Macron to sign strategic partnership in Zagreb before Quirinal Treaty in Rome

French President Emmanuel Macron will travel on Wednesday to Croatia and a day later to Rome. [EPA-EFE/ARIS OIKONOMOU / POOL]

French President Emmanuel Macron will travel on Wednesday to Croatia and a day later to Rome. This will allow him to “prepare the French presidency of the Council of the European Union,” which begins on 1 January for six months, the French presidency noted.

The 60 page Quirinal Treaty will be signed in Rome to signify new, substantial bilateral, European, and global partnerships.

The first official visit of a French president to Croatia since the country’s independence in 1991 will culminate in signing an agreement on the procurement of the Rafale jets. After Croatia, Hungary will be the last European destination to be visited by the French president.

Zagreb in May announced that it would buy 12 Rafale jets to modernise its armed forces. PM Andrej Plenković, in September, said that “the acquisition of Rafale fighter jets is strategically changing Croatia’s position in the military, defence sense, in terms of strength towards international partners, security alliances and coalitions”.

This new partnership is “not only a commercial contract”, the Élysée said.
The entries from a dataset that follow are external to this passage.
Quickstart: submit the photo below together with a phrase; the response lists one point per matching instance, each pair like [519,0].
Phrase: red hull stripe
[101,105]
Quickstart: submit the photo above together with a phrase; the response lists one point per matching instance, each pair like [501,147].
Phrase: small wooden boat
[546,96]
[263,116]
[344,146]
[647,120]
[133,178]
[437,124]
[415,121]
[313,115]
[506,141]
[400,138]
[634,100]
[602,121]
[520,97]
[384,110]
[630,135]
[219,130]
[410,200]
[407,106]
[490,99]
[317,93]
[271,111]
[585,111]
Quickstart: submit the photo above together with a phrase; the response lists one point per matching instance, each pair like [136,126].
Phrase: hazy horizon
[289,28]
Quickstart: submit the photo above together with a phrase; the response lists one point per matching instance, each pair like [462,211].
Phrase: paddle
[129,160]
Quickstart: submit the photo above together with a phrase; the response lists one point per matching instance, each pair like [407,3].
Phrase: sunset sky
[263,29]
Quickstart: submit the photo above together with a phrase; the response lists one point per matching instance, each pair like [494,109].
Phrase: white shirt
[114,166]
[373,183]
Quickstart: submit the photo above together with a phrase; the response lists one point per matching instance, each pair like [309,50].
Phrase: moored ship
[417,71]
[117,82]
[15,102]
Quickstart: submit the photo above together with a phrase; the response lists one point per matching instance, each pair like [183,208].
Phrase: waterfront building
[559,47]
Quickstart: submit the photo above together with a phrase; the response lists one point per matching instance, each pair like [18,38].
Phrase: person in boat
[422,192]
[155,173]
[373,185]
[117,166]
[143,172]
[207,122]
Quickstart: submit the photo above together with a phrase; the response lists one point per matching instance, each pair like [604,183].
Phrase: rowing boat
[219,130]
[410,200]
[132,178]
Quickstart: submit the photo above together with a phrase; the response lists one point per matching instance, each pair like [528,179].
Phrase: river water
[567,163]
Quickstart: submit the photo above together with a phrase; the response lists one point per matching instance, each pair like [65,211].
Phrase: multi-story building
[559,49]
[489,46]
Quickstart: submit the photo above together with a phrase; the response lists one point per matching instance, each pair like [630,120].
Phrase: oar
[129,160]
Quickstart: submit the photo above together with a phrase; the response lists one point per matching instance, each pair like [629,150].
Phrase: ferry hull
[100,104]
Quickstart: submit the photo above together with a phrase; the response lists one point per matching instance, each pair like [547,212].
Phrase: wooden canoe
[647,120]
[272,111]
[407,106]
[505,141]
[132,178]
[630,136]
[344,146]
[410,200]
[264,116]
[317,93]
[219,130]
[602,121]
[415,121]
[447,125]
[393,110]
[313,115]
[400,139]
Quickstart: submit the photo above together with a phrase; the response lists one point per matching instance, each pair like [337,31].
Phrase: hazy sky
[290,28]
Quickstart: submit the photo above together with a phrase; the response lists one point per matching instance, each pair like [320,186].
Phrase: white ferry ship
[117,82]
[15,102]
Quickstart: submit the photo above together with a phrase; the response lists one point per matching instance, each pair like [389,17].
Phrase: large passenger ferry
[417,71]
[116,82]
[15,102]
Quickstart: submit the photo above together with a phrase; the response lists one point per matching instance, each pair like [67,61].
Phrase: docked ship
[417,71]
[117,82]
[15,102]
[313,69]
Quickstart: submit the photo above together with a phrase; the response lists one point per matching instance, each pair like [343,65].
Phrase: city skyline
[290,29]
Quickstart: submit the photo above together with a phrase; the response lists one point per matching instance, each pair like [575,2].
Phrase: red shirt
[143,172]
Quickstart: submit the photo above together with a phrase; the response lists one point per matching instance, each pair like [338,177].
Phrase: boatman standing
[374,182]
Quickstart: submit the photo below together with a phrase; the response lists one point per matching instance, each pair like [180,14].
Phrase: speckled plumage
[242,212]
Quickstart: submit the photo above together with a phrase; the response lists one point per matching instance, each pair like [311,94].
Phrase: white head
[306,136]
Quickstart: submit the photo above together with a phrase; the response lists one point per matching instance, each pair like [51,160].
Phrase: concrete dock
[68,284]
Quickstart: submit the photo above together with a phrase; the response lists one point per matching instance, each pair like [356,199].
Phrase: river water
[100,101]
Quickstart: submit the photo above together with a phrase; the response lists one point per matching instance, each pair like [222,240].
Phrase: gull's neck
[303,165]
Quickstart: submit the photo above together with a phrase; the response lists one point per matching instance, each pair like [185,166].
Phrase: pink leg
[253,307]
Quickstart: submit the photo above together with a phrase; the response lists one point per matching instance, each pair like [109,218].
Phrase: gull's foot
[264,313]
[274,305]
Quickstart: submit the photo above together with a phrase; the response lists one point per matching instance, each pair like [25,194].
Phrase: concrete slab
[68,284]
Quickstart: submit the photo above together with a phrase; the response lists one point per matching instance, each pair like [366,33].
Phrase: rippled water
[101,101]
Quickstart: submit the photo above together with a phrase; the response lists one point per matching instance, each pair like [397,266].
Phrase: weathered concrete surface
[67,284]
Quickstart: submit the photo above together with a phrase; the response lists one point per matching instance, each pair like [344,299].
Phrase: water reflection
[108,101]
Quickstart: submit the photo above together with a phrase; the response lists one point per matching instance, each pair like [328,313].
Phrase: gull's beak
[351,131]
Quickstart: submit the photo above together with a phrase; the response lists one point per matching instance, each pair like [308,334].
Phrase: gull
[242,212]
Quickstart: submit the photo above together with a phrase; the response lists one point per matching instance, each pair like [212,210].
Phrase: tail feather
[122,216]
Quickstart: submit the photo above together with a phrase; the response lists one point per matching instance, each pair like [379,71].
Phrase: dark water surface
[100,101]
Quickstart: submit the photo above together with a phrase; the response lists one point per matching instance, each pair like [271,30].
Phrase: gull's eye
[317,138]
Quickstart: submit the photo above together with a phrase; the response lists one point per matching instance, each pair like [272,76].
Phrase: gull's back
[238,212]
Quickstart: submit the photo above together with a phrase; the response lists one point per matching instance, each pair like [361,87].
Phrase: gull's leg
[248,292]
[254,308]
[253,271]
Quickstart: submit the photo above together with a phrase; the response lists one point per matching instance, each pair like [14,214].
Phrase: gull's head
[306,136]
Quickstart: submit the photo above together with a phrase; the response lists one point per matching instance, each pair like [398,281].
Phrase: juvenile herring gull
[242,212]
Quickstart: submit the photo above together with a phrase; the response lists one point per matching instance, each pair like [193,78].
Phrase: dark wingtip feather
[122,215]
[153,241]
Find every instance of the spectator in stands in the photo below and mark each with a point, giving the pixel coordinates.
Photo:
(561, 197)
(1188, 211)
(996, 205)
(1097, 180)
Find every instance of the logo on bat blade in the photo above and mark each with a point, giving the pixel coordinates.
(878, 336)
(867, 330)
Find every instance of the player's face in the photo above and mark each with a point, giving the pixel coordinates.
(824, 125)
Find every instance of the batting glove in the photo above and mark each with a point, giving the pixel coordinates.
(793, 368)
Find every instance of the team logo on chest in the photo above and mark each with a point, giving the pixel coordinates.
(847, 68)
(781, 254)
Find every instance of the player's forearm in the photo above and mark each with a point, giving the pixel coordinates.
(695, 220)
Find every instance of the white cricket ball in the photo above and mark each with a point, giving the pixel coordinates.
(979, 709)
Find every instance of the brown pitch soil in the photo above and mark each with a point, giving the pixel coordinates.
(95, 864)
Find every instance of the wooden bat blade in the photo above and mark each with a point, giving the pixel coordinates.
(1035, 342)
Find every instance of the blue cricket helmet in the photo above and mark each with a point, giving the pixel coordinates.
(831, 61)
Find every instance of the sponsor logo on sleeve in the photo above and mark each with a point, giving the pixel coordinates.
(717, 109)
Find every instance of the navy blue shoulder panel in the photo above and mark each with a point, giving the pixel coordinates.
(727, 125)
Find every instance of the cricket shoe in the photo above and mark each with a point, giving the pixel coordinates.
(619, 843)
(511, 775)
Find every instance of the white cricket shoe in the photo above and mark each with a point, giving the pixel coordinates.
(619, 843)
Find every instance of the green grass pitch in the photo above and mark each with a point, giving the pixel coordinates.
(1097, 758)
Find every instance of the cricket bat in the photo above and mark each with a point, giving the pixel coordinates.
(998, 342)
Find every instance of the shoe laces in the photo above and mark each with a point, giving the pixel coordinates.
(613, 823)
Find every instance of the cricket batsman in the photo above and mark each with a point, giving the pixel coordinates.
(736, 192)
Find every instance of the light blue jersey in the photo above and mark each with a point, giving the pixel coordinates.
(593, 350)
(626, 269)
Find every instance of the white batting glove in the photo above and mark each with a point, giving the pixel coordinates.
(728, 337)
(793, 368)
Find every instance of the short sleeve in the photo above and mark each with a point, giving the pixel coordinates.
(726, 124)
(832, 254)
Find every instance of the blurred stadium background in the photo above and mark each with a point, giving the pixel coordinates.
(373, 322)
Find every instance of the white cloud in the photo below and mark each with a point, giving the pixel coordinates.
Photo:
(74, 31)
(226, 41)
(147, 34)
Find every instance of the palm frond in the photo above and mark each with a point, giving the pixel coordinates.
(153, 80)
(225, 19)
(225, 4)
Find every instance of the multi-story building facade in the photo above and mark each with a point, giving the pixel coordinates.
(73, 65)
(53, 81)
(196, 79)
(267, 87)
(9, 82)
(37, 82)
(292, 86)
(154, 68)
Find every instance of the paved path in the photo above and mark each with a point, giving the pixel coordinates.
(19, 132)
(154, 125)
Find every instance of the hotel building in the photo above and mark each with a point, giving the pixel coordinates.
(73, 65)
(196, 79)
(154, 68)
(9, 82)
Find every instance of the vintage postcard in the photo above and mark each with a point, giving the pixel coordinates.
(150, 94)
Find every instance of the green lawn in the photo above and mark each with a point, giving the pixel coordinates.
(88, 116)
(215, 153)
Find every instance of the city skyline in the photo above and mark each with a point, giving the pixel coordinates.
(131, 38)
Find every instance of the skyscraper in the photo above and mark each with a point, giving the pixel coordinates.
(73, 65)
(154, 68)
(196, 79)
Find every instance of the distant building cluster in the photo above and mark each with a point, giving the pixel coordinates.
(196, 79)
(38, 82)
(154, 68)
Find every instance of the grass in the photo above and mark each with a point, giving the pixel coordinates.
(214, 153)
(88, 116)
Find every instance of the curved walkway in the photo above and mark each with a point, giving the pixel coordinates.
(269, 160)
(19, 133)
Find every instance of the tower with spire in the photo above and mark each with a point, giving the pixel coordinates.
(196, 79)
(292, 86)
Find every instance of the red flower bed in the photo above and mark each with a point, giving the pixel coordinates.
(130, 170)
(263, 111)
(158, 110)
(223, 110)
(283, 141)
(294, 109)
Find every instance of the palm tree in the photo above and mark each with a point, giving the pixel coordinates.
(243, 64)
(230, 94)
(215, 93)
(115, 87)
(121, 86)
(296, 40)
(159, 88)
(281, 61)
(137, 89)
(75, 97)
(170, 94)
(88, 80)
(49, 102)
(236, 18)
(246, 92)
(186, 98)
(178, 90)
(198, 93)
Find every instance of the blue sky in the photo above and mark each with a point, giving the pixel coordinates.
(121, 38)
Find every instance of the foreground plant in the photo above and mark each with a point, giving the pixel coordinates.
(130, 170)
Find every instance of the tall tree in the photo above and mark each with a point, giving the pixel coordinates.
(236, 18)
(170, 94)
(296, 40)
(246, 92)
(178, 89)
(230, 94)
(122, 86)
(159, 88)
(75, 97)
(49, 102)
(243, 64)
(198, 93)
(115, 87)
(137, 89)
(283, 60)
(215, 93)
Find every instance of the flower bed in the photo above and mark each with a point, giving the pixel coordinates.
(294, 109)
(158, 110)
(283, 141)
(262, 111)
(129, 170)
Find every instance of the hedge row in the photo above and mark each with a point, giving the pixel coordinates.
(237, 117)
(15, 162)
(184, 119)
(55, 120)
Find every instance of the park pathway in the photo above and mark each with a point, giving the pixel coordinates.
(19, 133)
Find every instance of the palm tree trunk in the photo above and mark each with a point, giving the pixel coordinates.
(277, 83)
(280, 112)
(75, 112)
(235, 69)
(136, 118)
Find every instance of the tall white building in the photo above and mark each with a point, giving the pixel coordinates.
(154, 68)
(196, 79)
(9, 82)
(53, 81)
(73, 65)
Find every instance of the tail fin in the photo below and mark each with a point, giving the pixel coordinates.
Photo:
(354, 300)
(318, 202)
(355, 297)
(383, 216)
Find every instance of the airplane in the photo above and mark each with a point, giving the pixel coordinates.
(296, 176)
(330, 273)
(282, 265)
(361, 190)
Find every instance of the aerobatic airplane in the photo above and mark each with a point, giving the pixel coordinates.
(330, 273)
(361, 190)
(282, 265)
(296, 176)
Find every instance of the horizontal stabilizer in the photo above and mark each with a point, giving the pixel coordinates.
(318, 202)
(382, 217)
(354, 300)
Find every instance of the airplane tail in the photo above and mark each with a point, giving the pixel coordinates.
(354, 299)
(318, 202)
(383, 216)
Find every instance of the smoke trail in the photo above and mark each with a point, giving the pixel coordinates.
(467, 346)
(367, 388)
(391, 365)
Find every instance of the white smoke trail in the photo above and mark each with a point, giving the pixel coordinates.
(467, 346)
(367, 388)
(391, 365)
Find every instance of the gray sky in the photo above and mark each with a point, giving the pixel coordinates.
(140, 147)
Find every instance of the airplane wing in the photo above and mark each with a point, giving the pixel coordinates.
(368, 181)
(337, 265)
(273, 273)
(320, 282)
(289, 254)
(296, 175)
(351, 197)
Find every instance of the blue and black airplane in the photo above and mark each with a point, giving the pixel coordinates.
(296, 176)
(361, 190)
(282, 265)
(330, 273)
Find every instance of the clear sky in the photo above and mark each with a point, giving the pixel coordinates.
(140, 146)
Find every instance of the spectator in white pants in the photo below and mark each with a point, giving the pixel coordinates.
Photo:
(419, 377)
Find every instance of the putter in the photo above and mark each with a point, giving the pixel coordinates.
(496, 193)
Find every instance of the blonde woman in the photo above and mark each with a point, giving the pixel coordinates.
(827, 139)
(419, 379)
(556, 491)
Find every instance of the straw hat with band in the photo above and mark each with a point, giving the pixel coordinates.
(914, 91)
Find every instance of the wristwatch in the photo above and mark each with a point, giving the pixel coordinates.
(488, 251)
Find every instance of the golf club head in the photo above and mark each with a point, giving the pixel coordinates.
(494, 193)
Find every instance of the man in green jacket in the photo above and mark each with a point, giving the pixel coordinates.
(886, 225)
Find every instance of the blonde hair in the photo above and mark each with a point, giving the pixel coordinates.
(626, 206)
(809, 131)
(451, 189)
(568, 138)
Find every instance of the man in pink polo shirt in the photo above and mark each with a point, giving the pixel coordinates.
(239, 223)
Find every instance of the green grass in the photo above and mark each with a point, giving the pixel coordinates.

It should also strengthen relations between the two countries, particularly economic, but also on the cultural and scientific level.

President Macron and PM Plenković will sign the agreement on Strategic Partnership deepening the one from 2010, signed by former PMs, Jadranka Kosor and François Fillon. The document underlines France’s support for Croatia’s accession to the euro and Schengen area. France also supports Croatia’s admission to the OECD, the Croatian Government source said.

The agreement will see Croatia “become a privileged partner to France in this part of Europe”.

Discussions between Emmanuel Macron and the Croatian executive will also address “the deterioration of the situation in Bosnia”, the Elysée said, stressing that Paris is particularly concerned by “blockages at the federal level and [Milorad] Dodik’s secessionist remarks”. The French presidency declared that it “supports the principle of a revision of the electoral law” to resolve the problem of Croat representation.

Croatia hopes a new level of relations with Paris will strengthen its position in the emerging ecosystem of the EU.